This not only increases the speed at which the data is routed out
of source supernode 704, but also causes the routing intentions of
the source processor chip 718 to be respected by intermediate
ISRs.
[0087] When the data packets reach processor chip 730 after being
routed out of supernode 704 along the D-bus link to processor chip
730, the ISR of processor chip 730 performs a comparison of SN_ID
742 in address 740 with its own SN_ID and, in this example,
determines that they match. As a result, the ISR of the processor
chip 730 does not look to the supernode path information but
instead looks to a processor chip path information field to
determine if a processor chip path has been previously selected for
use in routing data through the supernode 706 in which processor
chip 730 resides.
[0088] In the present case, processor chip 730 is the first
processor in the supernode 706 to receive the data and thus, a
processor chip path has not already been selected. When processor
chip 730 receives the information/data packets, the ISR of the
processor chip 730 checks SN_ID 742 of address 740 and determines
that SN_ID 742 matches its own associated SN_ID. The ISR of
processor chip 730 then DPC_ID 746 of address 740 against its own
processor chip identifier and determines that the two do not match.

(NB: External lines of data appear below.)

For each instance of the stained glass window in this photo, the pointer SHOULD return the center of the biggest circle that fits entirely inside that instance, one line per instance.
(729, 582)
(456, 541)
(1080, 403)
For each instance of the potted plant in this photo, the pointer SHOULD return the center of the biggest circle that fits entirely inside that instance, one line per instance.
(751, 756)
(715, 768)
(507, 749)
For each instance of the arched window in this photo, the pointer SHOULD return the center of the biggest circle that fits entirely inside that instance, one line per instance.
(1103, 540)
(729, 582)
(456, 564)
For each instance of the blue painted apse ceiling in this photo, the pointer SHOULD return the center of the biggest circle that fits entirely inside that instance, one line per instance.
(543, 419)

As a result, the ISR of processor chip 730 performs a lookup
operation in processor chip routing table data structure 762 using
DPC_ID 746. The resulting Z path is then used by the ISR to route
the information/data packets to the destination processor chip
732.
[0089] Processor chip routing table data structure 762 includes
routing for every processor chip to every other processor chip
within the same supernode. As with supernode route table data
structure 760, processor chip routing table data structure 762 may
also be generic, in that the position of each processor chip to
every other processor chip within a supernode is known by the ISRs.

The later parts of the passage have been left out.